Even as the country has re-opened, this change in behaviour continues. It not only impacts how firms engage with clients with less face-to-face interactions but makes it much harder to accurately identify customers and weed out bad actors. This has undoubtedly created a loophole for money launderers and criminals to exploit.  

To add insult to injury, the ongoing war in Ukraine and the thousands of sanctions levelled against Russian nationals has only increased the compliance workload. According to government sources, the UK has sanctioned more than 120 oligarchs with a global net worth in excess of £140 billion.  

With a traditional KYC approach and even annual reviews, it will be far too easy for firms to unknowingly become enablers for sanction evasion.

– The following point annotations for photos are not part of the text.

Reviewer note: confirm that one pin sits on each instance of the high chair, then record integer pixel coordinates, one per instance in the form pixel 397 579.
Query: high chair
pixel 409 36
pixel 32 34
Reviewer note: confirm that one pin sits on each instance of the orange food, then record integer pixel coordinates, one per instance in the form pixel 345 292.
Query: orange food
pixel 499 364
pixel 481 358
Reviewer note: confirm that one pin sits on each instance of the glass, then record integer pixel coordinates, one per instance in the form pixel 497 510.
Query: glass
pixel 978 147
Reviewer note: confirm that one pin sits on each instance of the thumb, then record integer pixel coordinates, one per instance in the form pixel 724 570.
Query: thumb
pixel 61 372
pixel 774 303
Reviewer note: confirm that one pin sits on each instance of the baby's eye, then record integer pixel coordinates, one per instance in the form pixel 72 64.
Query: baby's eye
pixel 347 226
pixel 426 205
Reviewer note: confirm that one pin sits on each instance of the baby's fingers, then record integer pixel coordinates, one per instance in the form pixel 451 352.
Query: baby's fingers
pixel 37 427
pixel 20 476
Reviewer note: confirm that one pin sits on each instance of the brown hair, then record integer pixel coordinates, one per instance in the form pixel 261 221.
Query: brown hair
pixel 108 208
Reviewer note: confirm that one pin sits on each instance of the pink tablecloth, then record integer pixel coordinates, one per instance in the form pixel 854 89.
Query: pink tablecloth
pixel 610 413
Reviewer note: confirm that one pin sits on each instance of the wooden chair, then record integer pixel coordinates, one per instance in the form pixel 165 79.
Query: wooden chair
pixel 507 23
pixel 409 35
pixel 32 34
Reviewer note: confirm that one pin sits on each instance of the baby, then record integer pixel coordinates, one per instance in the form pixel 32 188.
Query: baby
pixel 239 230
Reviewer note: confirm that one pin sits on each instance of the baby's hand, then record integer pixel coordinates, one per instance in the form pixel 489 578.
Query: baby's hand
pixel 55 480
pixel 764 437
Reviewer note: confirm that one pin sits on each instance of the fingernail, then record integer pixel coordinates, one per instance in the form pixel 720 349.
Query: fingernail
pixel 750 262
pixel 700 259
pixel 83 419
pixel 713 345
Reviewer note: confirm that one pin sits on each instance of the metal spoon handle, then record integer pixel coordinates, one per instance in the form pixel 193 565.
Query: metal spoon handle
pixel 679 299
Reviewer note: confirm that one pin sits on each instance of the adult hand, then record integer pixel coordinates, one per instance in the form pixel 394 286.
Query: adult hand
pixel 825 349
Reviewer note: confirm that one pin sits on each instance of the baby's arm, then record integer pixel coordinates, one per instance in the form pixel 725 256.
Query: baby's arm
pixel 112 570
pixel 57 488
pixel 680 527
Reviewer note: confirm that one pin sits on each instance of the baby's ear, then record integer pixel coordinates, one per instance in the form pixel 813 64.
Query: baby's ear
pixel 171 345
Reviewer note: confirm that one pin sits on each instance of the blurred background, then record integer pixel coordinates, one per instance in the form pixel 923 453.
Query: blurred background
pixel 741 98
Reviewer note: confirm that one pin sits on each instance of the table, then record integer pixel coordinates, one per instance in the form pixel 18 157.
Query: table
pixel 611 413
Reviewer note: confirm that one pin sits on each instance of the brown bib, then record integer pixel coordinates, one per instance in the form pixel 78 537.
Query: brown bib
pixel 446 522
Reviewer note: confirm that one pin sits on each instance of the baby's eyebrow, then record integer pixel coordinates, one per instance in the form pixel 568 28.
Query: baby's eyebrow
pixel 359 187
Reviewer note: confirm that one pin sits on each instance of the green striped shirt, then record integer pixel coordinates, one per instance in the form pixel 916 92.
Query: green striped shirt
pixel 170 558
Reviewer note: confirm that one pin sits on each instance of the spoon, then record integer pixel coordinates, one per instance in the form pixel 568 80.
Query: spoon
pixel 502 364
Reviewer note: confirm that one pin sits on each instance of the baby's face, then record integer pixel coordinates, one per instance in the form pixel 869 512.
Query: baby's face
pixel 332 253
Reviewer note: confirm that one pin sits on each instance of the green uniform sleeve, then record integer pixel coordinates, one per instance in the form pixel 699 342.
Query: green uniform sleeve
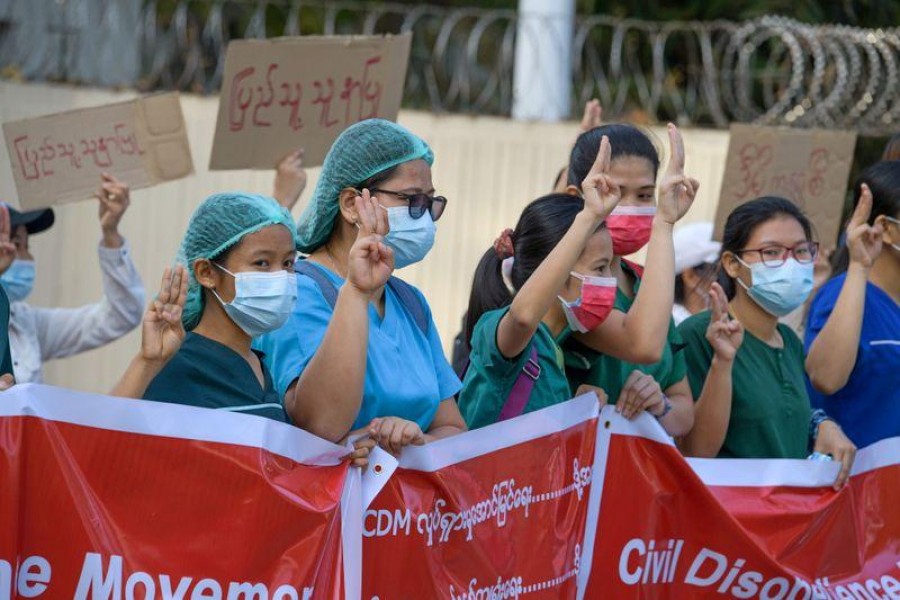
pixel 697 354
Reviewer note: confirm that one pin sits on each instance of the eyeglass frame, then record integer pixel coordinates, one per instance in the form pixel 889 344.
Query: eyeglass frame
pixel 786 252
pixel 428 206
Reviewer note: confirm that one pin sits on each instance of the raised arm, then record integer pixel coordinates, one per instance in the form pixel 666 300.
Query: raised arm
pixel 712 411
pixel 538 294
pixel 327 397
pixel 832 355
pixel 639 335
pixel 161 335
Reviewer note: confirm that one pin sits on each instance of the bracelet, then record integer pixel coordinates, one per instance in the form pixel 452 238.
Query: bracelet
pixel 667 406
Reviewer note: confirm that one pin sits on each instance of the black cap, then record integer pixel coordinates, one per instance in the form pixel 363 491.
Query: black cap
pixel 35 221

This is especially true as the number of sanctions increases almost on a daily basis and with the possibility of existing customers suddenly becoming subject to tighter restrictions.  

Adopting perpetual know your customer (PKYC) 

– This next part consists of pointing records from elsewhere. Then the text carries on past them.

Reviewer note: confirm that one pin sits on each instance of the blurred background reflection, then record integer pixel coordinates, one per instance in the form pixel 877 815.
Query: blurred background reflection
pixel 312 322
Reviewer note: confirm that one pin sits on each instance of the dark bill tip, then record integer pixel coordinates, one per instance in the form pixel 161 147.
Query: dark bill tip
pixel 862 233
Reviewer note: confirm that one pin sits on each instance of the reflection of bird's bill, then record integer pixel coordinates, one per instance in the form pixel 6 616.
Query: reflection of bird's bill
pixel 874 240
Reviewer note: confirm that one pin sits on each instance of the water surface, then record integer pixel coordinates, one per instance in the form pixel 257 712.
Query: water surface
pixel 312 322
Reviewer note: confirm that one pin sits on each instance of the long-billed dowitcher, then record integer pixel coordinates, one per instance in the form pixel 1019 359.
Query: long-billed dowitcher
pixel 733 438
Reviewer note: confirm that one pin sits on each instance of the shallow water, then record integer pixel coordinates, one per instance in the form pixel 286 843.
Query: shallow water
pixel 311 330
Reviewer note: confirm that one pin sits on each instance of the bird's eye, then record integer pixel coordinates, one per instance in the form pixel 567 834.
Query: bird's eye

Regulators expect firms to take reasonable steps to ensure the customer information they hold remains accurate. In the current climate with the heavy burden of compliance, this requires a move to perpetual know your customer (PKYC).  

It’s a far more dynamic approach that’s better suited to the fast-paced, ever-changing landscape we currently find ourselves in. Reactive checks are replaced with proactive real-time monitoring, utilising hundreds of data sources including credit reference agencies to continually update client information and highlight any potential red flags.  

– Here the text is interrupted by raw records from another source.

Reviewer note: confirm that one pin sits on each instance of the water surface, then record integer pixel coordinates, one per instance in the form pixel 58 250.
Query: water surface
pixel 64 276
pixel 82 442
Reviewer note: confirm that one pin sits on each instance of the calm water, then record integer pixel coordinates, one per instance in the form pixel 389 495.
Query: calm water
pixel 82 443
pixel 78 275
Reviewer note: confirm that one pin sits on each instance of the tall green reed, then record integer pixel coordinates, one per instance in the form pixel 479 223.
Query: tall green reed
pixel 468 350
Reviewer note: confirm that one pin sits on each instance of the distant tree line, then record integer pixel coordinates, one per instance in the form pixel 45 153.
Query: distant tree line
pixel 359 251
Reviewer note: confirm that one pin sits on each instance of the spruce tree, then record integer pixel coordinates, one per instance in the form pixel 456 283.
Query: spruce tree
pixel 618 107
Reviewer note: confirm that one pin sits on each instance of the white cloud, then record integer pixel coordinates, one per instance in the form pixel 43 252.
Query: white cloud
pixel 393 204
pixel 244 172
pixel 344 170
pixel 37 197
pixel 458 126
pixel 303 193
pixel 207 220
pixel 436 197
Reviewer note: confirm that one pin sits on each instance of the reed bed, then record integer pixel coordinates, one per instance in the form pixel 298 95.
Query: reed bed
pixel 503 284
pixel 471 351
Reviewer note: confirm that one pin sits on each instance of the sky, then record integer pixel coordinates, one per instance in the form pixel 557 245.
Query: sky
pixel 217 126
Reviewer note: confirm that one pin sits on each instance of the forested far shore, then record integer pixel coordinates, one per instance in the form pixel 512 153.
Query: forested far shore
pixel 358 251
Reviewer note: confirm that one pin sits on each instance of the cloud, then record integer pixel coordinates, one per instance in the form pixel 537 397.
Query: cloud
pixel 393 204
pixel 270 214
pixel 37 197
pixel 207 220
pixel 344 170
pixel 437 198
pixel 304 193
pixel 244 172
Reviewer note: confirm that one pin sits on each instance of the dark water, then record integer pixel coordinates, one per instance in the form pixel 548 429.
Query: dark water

This method has been integral for regulated firms to stay on the right side of sanctions and meet the demands of both regulators and authorities. Digital compliance solutions such as SmartSearch can identify people subject to sanctions as well as Politically Exposed Persons (PEPs), Special Interest Persons (SIPs) and Relatives & Close Associates (RCAs) in minutes. 

Whether it’s a new or existing client, the platform will automatically trigger Enhanced Due Diligence and alert the user to any relevant matches. And thanks to direct feeds from data sources such as Dow Jones, Equifax and Experian, international individuals can also be verified and held to the same rigorous standards as UK checks.  

Electronic verification 

None of this is truly possible though without switching to electronic verification (EV). Instead of flawed manual checks using paper documents vulnerable to forgery, EV uses facial recognition, biometrics and AI to accurately verify identity. Not only is it more robust, but it is also far faster with hundreds of detailed checks completed in just seconds.  

With regulators placing non-compliance with anti-money laundering (AML) rules high on their agenda, this is a real opportunity for businesses to optimise their processes and create a clear audit trail. Plus, the advancements in digital onboarding create a frictionless experience for the customer, helping to reduce drop out and deliver a clear competitive advantage.